9
$\begingroup$

I want to use the numerical approximation of the integral of a function given a list of data:

$$\int_a^bf(x)dx\approx\sum_{k=1}^N\frac{f(x_{k})+f(x_{k-1})}{2}(x_{k}-x_{k-1}),$$

where $f(x_0)=f(a)$ and $f(x_N)=f(b)$. I have the following list of data $(x_k,f(x_k))$:

Data1:={{0.0708461, 3.81099}, {0.152771, 6.5486}, {0.334735,4.56075}, {0.361943,3.44458}, {0.734831, -13.7032}, {0.881342, -15.2212}, {0.9695,-14.8131}, {1.23953, -13.3162}, {1.26711, -13.4099}, {1.33873, -13.9118}, {1.34442, -13.9659}, {1.50195,-15.9091}, {1.54436,-16.4444}, {1.66381, -17.5282}, {1.99997, -15.3791}, {2.12293,-13.5003}, {2.32644, -11.0439}, {2.42306, -10.3641}, {2.81243,-8.57635}, {3.02891, -6.8037}, {3.07009, -6.42764}, {4.06738,-2.08671}, {4.31106, -1.35298}, {4.49278, -1.02712}, {4.50307,-1.01467}, {4.63782, -0.892636}, {4.66641, -0.873371}, {4.68833,-0.859377}, {4.87293, -0.740146}, {4.95529, -0.67409}}

which I'd like to take to construct the result.

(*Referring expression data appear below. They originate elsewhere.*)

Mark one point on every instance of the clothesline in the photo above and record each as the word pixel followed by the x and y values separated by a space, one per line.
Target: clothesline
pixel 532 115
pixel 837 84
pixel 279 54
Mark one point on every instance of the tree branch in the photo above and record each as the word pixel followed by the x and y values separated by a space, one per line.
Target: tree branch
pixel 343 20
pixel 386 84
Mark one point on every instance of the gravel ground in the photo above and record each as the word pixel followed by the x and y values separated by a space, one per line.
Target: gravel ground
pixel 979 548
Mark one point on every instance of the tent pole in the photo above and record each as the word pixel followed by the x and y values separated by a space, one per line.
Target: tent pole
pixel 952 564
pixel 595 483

I've tried RecurrenceTable and Interpolation, but I want to use only the given data.

EDIT:

I've tried

Sum[(Data1[[k, 2]] + Data1[[k - 1, 2]])/2(Data1[[k, 1]]-Data1[[k-1,1]]),{k,2,Length[Data1]}]
$\endgroup$
2
  • 1
    $\begingroup$ Mathematica v12.2 evalutes your code correctly! $\endgroup$ Commented Jun 24 at 7:06
  • $\begingroup$ Your code gives the correct answer in V14.0.0, too! $\endgroup$
    – Michael E2
    Commented Jun 24 at 23:44

8 Answers 8

5
$\begingroup$

To compute the numerical approximation of the integral of a function given a list of data using the trapezoidal rule, you may need to follow the approach you described. Your method is essentially correct; however, there are a few minor issues in your code. The expression (Data1[[k, 2]] + Data1[[k - 1, 2]])/2(Data1[[k, 1]]-Data1[[k-1,1]]) is missing a multiplication operator between 1/2 and the interval length.

Here is the improved code:

Data1 = {{0.0708461, 3.81099}, {0.152771, 6.5486}, {0.334735, 4.56075}, 
         {0.361943, 3.44458}, {0.734831, -13.7032}, {0.881342, -15.2212}, 
         {0.9695, -14.8131}, {1.23953, -13.3162}, {1.26711, -13.4099}, 
         {1.33873, -13.9118}, {1.34442, -13.9659}, {1.50195, -15.9091}, 
         {1.54436, -16.4444}, {1.66381, -17.5282}, {1.99997, -15.3791}, 
         {2.12293, -13.5003}, {2.32644, -11.0439}, {2.42306, -10.3641}, 
         {2.81243, -8.57635}, {3.02891, -6.8037}, {3.07009, -6.42764}, 
         {4.06738, -2.08671}, {4.31106, -1.35298}, {4.49278, -1.02712}, 
         {4.50307, -1.01467}, {4.63782, -0.892636}, {4.66641, -0.873371}, 
         {4.68833, -0.859377}, {4.87293, -0.740146}, {4.95529, -0.67409}};

integral = Sum[(Data1[[k, 2]] + Data1[[k - 1, 2]])/2 * (Data1[[k, 1]] - Data1[[k - 1, 1]]), {k, 2, Length[Data1]}]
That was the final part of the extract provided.